Most writers who have published in Kid's Imagination Train generally rely on library books or the Internet.  What impresses me is when writers dig a little deeper and find sources which reveal unique research.  When I see that writers have used outstanding sources, it puts in me the mood to read their work.  

October 11, 2015

The 5 Senses on a Summer Walk

The temperatures are dropping in Kentucky and we're sliding into autumn.  It's a nice break from the heat because during the summer, it was 80° at mid-morning with the humidity steadily climbing.  I walked for an hour early in the day before it got too sticky.

These are the five senses on a hot muggy summer morning before I sat down to write:

I hear:
the rattle of cicadas
the cheerful song of the cardinal
the screech of a bluejay
a neighbor saying "good morning"

I smell:
damp soil
strong fragrant lilies
sweet clover
the steamy, humid air

I feel:
a cool light breeze
the warm sun
the splash of a puddle against my leg
feathery-soft ornamental grass

I see:
American flags waving
oak leaves fluttering
a pale, washed-out blue sky
squirrels scurrying up trees
all kinds of mushrooms: creamy, fire-engine red, mousy-brown, cup-shaped

I taste:
Nothing yet until I head back for my favorite French roast coffee

October 1, 2015

Impressing an Editor

What is one of the most important steps you should take when sending a submission to an editor?  Include a proper cover letter with your submission.
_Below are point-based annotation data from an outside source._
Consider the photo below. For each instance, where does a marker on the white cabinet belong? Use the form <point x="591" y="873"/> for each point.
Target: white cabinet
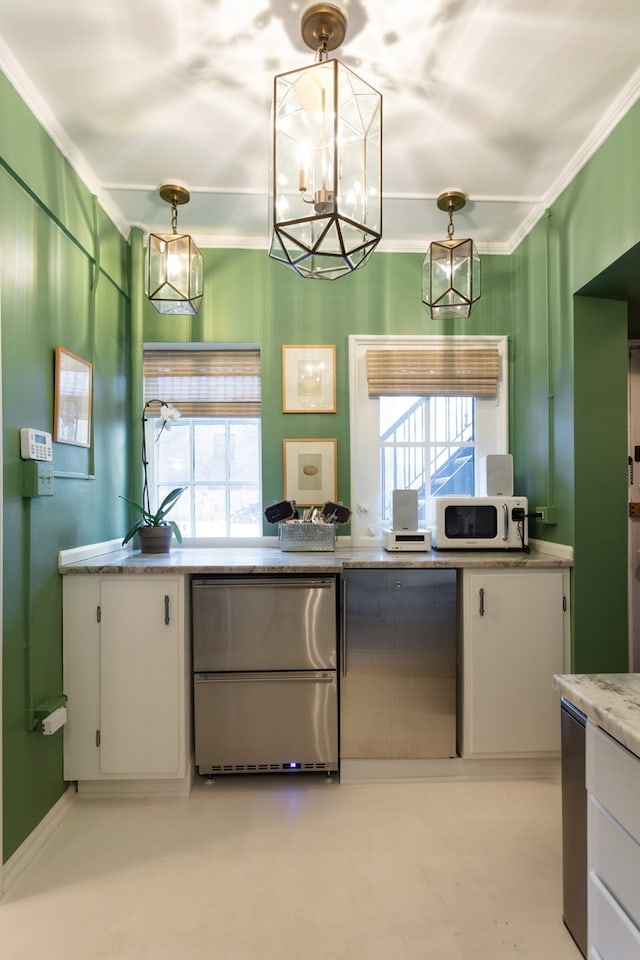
<point x="613" y="784"/>
<point x="125" y="648"/>
<point x="513" y="641"/>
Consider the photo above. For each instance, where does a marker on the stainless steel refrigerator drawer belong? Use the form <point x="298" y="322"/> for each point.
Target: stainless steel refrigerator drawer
<point x="262" y="623"/>
<point x="266" y="722"/>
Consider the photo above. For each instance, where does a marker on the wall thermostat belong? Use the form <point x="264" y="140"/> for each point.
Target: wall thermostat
<point x="35" y="444"/>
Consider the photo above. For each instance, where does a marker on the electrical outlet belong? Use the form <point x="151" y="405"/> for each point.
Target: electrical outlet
<point x="549" y="515"/>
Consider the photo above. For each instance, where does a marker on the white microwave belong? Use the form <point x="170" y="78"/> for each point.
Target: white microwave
<point x="478" y="523"/>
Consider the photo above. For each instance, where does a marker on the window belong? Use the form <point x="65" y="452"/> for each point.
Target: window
<point x="214" y="449"/>
<point x="424" y="410"/>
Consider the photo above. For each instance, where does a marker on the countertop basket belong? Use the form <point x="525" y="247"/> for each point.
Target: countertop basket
<point x="301" y="535"/>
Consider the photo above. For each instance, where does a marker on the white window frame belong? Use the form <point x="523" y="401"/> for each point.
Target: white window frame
<point x="492" y="422"/>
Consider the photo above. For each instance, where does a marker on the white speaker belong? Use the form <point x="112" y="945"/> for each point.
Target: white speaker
<point x="404" y="509"/>
<point x="495" y="475"/>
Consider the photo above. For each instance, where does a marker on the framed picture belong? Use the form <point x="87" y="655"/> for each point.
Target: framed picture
<point x="308" y="379"/>
<point x="310" y="473"/>
<point x="72" y="407"/>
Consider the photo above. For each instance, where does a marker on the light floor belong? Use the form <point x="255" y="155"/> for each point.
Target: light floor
<point x="286" y="868"/>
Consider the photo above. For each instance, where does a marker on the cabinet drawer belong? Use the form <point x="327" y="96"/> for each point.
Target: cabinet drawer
<point x="612" y="935"/>
<point x="613" y="777"/>
<point x="615" y="857"/>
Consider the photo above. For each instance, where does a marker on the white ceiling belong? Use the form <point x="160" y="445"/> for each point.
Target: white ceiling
<point x="502" y="99"/>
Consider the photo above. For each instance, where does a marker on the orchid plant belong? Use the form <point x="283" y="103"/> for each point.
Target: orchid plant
<point x="168" y="413"/>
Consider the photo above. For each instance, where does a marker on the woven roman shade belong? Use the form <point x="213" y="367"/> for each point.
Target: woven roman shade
<point x="205" y="383"/>
<point x="434" y="371"/>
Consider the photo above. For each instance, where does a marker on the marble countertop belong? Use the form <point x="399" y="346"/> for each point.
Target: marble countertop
<point x="270" y="559"/>
<point x="612" y="700"/>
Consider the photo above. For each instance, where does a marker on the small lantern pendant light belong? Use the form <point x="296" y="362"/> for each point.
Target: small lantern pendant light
<point x="326" y="206"/>
<point x="451" y="269"/>
<point x="175" y="268"/>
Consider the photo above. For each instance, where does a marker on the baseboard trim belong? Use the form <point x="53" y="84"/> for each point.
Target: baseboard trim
<point x="104" y="789"/>
<point x="29" y="848"/>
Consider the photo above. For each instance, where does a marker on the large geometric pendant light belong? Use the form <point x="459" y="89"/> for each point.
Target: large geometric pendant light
<point x="326" y="203"/>
<point x="451" y="268"/>
<point x="175" y="269"/>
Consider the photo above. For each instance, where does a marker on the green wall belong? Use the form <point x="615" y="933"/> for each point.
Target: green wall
<point x="52" y="238"/>
<point x="571" y="396"/>
<point x="250" y="298"/>
<point x="65" y="274"/>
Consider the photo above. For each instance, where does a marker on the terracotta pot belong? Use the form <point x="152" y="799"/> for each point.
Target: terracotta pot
<point x="155" y="539"/>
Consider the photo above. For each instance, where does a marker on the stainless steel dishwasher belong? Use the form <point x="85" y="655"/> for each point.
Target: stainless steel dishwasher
<point x="398" y="670"/>
<point x="265" y="684"/>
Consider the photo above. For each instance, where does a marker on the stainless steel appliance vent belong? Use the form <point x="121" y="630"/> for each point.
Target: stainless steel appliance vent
<point x="262" y="767"/>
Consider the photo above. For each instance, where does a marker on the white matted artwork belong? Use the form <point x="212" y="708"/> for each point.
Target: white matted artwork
<point x="308" y="379"/>
<point x="310" y="471"/>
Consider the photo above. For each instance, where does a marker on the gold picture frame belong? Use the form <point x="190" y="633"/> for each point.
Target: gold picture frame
<point x="310" y="471"/>
<point x="308" y="378"/>
<point x="72" y="406"/>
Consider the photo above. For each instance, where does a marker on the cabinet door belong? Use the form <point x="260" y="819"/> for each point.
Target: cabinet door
<point x="81" y="673"/>
<point x="513" y="645"/>
<point x="142" y="677"/>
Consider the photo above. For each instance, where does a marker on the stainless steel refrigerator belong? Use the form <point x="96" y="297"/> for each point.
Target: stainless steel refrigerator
<point x="398" y="664"/>
<point x="265" y="683"/>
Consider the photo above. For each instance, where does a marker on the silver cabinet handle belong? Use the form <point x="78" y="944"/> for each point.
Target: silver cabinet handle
<point x="343" y="628"/>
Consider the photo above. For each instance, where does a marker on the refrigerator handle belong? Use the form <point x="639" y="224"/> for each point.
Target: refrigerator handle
<point x="343" y="627"/>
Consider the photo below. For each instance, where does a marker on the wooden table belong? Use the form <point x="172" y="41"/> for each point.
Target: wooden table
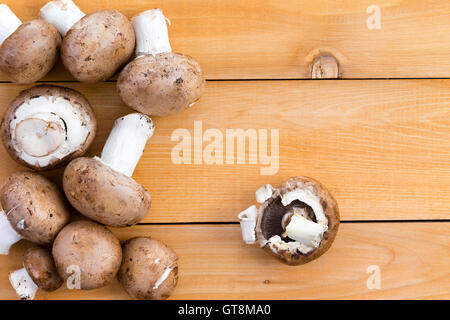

Whether you submit electronically or by snail mail, it's common courtesy to always include one. Sending a resume or a list of published work instead of a cover letter is inappropriate. 

The letter should be addressed to the editor.  Try to find her name under the sections About Us, Writers' Guidelines, or  Contact Us.  If you are unsuccessful, then a letter addressed 'Dear Editor' will do.      
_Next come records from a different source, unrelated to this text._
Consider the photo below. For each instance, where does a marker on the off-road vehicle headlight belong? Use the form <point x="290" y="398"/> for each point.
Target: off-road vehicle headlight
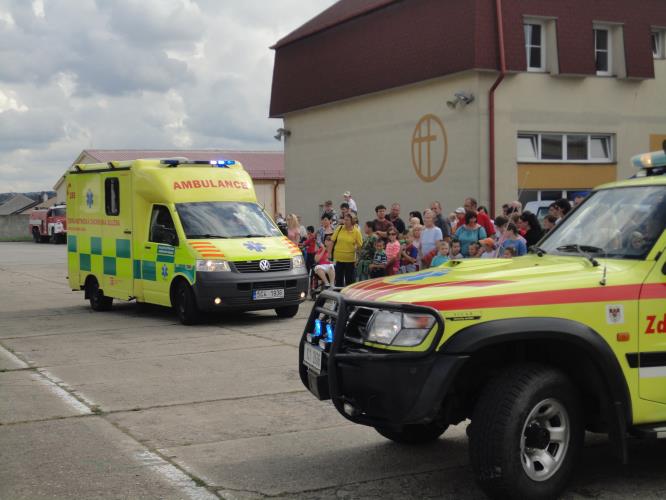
<point x="398" y="329"/>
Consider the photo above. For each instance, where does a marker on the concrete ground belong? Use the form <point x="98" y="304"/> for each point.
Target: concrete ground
<point x="130" y="404"/>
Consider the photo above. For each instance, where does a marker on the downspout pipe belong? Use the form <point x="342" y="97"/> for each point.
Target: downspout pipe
<point x="491" y="104"/>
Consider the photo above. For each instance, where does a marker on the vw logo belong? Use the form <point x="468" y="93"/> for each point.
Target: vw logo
<point x="264" y="265"/>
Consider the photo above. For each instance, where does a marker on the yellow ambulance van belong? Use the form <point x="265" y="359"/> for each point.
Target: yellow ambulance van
<point x="178" y="233"/>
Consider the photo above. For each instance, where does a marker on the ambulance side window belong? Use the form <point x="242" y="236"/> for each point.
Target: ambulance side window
<point x="112" y="196"/>
<point x="162" y="229"/>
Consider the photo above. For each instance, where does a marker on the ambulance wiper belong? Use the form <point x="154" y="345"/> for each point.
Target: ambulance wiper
<point x="582" y="250"/>
<point x="205" y="236"/>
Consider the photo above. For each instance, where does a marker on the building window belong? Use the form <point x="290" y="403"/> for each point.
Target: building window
<point x="535" y="46"/>
<point x="602" y="51"/>
<point x="574" y="148"/>
<point x="658" y="44"/>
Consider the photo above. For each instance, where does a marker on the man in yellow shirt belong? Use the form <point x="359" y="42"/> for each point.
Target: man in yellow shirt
<point x="347" y="240"/>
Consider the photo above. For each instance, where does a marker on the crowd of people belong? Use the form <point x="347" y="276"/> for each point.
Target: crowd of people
<point x="342" y="251"/>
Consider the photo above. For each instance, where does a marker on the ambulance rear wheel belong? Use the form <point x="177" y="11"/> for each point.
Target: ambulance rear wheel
<point x="286" y="311"/>
<point x="98" y="301"/>
<point x="185" y="304"/>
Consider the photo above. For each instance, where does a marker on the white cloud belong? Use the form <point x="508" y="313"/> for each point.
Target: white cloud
<point x="38" y="8"/>
<point x="135" y="74"/>
<point x="8" y="102"/>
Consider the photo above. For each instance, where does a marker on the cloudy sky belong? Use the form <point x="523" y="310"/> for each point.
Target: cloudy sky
<point x="106" y="74"/>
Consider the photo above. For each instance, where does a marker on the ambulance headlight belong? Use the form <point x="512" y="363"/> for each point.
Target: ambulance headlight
<point x="212" y="266"/>
<point x="399" y="329"/>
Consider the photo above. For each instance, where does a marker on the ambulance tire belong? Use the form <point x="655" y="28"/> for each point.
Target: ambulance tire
<point x="526" y="433"/>
<point x="185" y="304"/>
<point x="415" y="434"/>
<point x="286" y="311"/>
<point x="98" y="301"/>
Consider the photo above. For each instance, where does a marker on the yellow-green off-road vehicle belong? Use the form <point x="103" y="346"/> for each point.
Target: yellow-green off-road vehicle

Review your cover letter before sending it to a publisher.  Once, I received an email addressed to an editor of another publication.  Clearly, the writer didn’t proofread her cover letter.  In addition, it made me wonder if she sent the same letter to other editors along with her manuscript.  At Kid's Imagination Train, we don’t accept simultaneous submissions.  Were other editors considering this piece besides me? 
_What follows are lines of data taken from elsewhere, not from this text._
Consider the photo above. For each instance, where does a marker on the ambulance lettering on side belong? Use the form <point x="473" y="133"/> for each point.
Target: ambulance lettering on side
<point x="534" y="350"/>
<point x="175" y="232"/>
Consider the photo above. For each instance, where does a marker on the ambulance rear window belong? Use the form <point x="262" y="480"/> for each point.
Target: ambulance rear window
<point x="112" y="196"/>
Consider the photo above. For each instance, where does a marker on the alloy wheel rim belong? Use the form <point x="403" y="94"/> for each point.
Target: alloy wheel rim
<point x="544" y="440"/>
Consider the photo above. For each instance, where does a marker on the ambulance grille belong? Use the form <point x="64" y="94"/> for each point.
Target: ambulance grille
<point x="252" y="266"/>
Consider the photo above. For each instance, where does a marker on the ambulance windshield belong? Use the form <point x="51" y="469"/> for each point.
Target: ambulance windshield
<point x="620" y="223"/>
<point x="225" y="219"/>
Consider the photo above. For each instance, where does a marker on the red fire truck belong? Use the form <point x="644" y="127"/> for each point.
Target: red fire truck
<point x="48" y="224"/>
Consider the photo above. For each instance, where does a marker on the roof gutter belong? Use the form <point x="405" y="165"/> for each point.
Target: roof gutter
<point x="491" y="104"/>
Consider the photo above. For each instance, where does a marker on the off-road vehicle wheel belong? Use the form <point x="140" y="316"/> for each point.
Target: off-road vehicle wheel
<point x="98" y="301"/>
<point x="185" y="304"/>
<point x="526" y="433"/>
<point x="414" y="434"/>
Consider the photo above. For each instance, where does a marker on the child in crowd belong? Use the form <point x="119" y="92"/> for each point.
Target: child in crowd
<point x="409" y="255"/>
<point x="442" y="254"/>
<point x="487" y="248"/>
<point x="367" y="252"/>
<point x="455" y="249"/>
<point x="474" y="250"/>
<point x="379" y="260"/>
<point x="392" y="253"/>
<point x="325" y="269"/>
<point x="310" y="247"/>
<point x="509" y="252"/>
Here is a good way to craft a cover letter:

1st paragraph:  Tell the editor what you are submitting.  Give the title, the genre, and the word count of your manuscript. 

2nd paragraph:  Describe the content of the article or the plot of the story in about one to three sentences. 

3rd paragraph:  Present a short biography that includes relevant credentials and your publishing history.

4th paragraph:  Close by thanking the editor for her time.  

That's all you have to do.  Keep it short and sweet.  Remember to include your contact information.  When you write a proper cover letter, it will impress an editor.  It will show her that you are are professional and that you take submitting seriously. 

The next blog entry for CWW will be published Oct.11, rather than Oct. 15.